The award will be determined by five jury members: two permanent (chairperson Robbert-Jan Adriaansen and Kristine Racina) and three guest jurors. Guest jurors are experts in their field and are selected by the EAC and the chairperson of the jury. Here are the confirmed jurors for the 2024 EAC Thesis Award. The complete list will be announced soon.
Kristine Racina is the director of the Expatriate Archive Centre. Originally from Latvia, she is a self-described ‘military brat’ and has experience as an adult expatriate in Yemen, the Netherlands Antilles and the Netherlands. Kristine is an experienced consultant and manager of projects and teams in government roles in Latvia and Yemen, and a number of NGOs and local organisations in the Netherlands. She speaks multiple languages, including English, Latvian, Russian, Dutch and French. Kristine has managed a number of projects and events with significant budgets and stakeholders in each of the countries she has lived. She has two Master’s degrees in Economics from University of Latvia and Financial Management from Centre Européen Universitaire de Nancy.

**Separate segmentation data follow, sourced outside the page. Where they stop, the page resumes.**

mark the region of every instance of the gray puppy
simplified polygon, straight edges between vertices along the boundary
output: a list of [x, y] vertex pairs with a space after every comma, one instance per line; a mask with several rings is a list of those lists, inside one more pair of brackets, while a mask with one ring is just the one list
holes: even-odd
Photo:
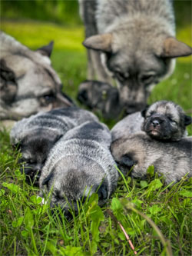
[[186, 115], [178, 105], [159, 101], [115, 125], [111, 129], [112, 141], [141, 130], [157, 140], [179, 141], [187, 135], [186, 126], [191, 121], [191, 117]]
[[106, 119], [116, 118], [122, 111], [118, 90], [108, 83], [84, 81], [78, 87], [78, 101], [93, 111], [99, 111]]
[[0, 32], [0, 118], [19, 120], [39, 111], [73, 105], [51, 66], [53, 42], [31, 51]]
[[126, 174], [134, 166], [131, 175], [144, 178], [151, 165], [165, 182], [179, 181], [188, 173], [192, 177], [192, 138], [179, 141], [159, 141], [141, 131], [117, 139], [111, 144], [111, 153], [120, 169]]
[[109, 147], [106, 125], [87, 122], [69, 131], [51, 150], [42, 169], [41, 196], [51, 191], [51, 206], [60, 205], [68, 217], [77, 201], [98, 193], [102, 205], [114, 191], [118, 178]]
[[127, 113], [144, 108], [153, 87], [191, 48], [175, 38], [171, 0], [79, 0], [88, 79], [116, 81]]
[[75, 107], [38, 113], [18, 121], [11, 131], [11, 143], [20, 148], [22, 168], [27, 181], [37, 185], [50, 149], [68, 131], [88, 121], [98, 121], [92, 113]]

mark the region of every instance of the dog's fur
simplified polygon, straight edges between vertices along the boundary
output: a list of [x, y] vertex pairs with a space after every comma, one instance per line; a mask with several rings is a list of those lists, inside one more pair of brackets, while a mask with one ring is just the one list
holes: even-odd
[[179, 141], [187, 133], [186, 126], [192, 118], [173, 101], [159, 101], [142, 112], [131, 114], [111, 129], [112, 141], [143, 130], [157, 140]]
[[65, 215], [70, 205], [78, 211], [76, 201], [85, 199], [89, 193], [98, 192], [102, 205], [118, 178], [111, 142], [108, 128], [95, 121], [67, 132], [51, 149], [42, 169], [41, 195], [52, 189], [51, 206], [60, 204]]
[[20, 148], [27, 181], [37, 185], [50, 149], [68, 131], [88, 121], [98, 121], [92, 113], [75, 107], [38, 113], [18, 121], [10, 133], [11, 143]]
[[31, 51], [0, 32], [0, 119], [19, 120], [40, 111], [73, 105], [51, 66], [53, 42]]
[[152, 88], [173, 73], [176, 57], [191, 55], [191, 48], [174, 38], [170, 0], [79, 4], [87, 38], [83, 44], [88, 49], [88, 78], [96, 75], [110, 82], [113, 77], [127, 113], [144, 108]]
[[99, 111], [106, 119], [122, 111], [116, 88], [98, 81], [84, 81], [78, 87], [78, 101], [94, 111]]
[[151, 165], [159, 175], [164, 175], [167, 184], [179, 181], [187, 173], [192, 177], [191, 137], [165, 142], [141, 131], [117, 139], [111, 150], [124, 174], [134, 166], [131, 175], [134, 178], [144, 178]]

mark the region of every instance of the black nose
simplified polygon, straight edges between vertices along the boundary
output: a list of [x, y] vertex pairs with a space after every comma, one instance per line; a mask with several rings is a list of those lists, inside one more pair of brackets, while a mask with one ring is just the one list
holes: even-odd
[[158, 120], [155, 119], [155, 120], [152, 121], [152, 124], [153, 124], [154, 127], [156, 127], [160, 125], [160, 121]]

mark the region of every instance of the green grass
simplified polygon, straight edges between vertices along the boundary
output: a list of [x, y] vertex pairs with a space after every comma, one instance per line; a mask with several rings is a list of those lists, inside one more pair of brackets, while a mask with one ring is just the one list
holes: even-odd
[[[69, 29], [51, 23], [5, 20], [1, 28], [32, 49], [55, 39], [52, 65], [64, 91], [75, 99], [78, 84], [86, 78], [81, 26]], [[188, 26], [180, 28], [179, 39], [184, 35], [188, 42]], [[154, 88], [149, 103], [172, 100], [191, 114], [190, 60], [178, 60], [174, 75]], [[191, 128], [188, 131], [192, 135]], [[13, 151], [5, 130], [0, 134], [0, 255], [134, 255], [107, 209], [121, 223], [137, 255], [170, 255], [169, 244], [173, 255], [192, 254], [191, 178], [167, 188], [152, 168], [146, 181], [124, 177], [104, 207], [98, 207], [94, 194], [83, 207], [80, 203], [79, 214], [68, 222], [59, 217], [59, 209], [53, 214], [48, 205], [36, 199], [38, 189], [27, 185], [20, 174], [20, 155]]]

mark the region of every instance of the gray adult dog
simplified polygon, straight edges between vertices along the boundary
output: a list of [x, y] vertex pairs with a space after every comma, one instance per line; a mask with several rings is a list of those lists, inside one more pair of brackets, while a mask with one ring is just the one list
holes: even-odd
[[192, 177], [191, 137], [165, 142], [141, 131], [117, 139], [111, 150], [124, 174], [134, 166], [131, 175], [134, 178], [144, 178], [151, 165], [164, 176], [166, 184], [179, 181], [187, 174]]
[[98, 193], [102, 205], [118, 178], [109, 150], [111, 137], [106, 125], [87, 122], [66, 133], [51, 150], [40, 178], [41, 196], [52, 191], [51, 206], [60, 205], [67, 217], [78, 212], [77, 201]]
[[[79, 0], [88, 49], [88, 78], [116, 81], [127, 114], [142, 110], [152, 88], [191, 48], [175, 38], [171, 0]], [[119, 102], [117, 102], [118, 104]]]
[[22, 153], [20, 162], [28, 182], [38, 185], [51, 148], [68, 131], [88, 121], [98, 121], [92, 113], [75, 107], [38, 113], [18, 121], [10, 133], [11, 143]]
[[111, 131], [112, 141], [141, 130], [157, 140], [179, 141], [187, 135], [186, 126], [191, 121], [191, 117], [186, 115], [178, 105], [159, 101], [116, 124]]
[[51, 66], [53, 42], [31, 51], [0, 32], [0, 119], [19, 120], [58, 107], [73, 105]]

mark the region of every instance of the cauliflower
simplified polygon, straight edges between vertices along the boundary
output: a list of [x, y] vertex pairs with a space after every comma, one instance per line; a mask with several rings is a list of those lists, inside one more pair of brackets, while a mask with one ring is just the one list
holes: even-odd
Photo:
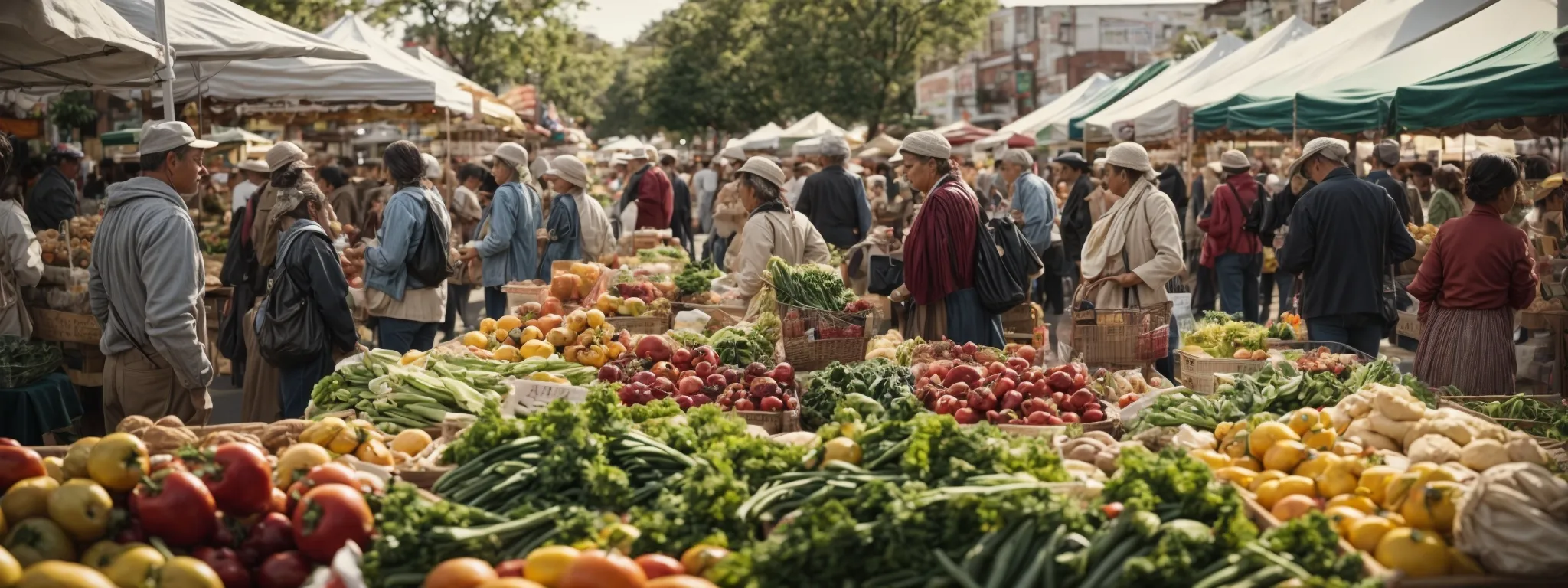
[[1377, 386], [1377, 395], [1372, 397], [1372, 408], [1383, 412], [1385, 417], [1394, 420], [1421, 420], [1427, 416], [1427, 406], [1405, 392], [1402, 386], [1391, 387], [1381, 384]]
[[1460, 463], [1477, 472], [1508, 463], [1508, 450], [1496, 439], [1475, 439], [1460, 450]]
[[1454, 439], [1444, 437], [1441, 434], [1425, 434], [1416, 442], [1405, 448], [1405, 455], [1410, 461], [1430, 461], [1435, 464], [1444, 464], [1449, 461], [1460, 461], [1460, 445]]

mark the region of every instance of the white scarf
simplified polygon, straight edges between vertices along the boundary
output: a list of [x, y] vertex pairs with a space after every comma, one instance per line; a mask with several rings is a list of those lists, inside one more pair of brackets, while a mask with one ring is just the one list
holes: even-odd
[[[1105, 271], [1105, 260], [1112, 256], [1120, 256], [1127, 245], [1127, 232], [1132, 230], [1132, 216], [1137, 209], [1143, 207], [1143, 199], [1149, 194], [1159, 193], [1154, 182], [1148, 177], [1140, 177], [1127, 190], [1127, 196], [1123, 196], [1116, 204], [1105, 210], [1105, 215], [1094, 223], [1094, 227], [1088, 230], [1088, 238], [1083, 241], [1083, 257], [1082, 268], [1083, 278], [1105, 278], [1101, 276]], [[1126, 268], [1132, 270], [1132, 268]]]

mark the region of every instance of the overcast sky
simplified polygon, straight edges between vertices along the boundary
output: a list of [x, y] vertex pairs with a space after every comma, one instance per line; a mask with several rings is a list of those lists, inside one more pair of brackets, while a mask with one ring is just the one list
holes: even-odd
[[588, 0], [588, 6], [577, 14], [577, 25], [605, 41], [624, 45], [649, 22], [679, 5], [681, 0]]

Robbert-Jan Adriaansen is assistant professor in the theory of history and historical culture at Erasmus University Rotterdam (The Netherlands). He is also the executive director of the Center for Historical Culture. Adriaansen’s research focuses on the relationship between conceptions of time and historical understanding. His PhD thesis The Rhythm of Eternity. The German Youth Movement and the Experience of the Past, 1900-1933 (Berghahn Books, 2015) focuses on how young Germans in the early twentieth century developed a new sense of historical time that challenged the dominant notions of progress and decline. He is currently working on a project that explores how digital media and platforms shape historical consciousness and representation in contemporary society. He is also interested in the role of history education and public history in fostering critical historical thinking and civic engagement.
Jennifer McGarrigle is a researcher in the Centre of Geographical Studies (CEG) and an Assistant Professor of Human Geography in the Institute of Geography and Spatial Planning (IGOT) at the Universidade de Lisboa, Portugal. She holds a PhD in Urban Studies from the University of Glasgow, UK. Her most recent publication is Dominguez-Mujica, J., McGarrigle, J. and Parreño, J.M (2021) International residential mobilities: From lifestyle migrations to tourism gentrification, published by Springer. Her current research focuses on new forms of international residential mobility and impacts in urban areas, with a particular focus on investment and lifestyle migration. She is coordinator of the IMISCOE research initiative ‘PriMob: Privileged mobilities, local impacts, belonging and citizenship’.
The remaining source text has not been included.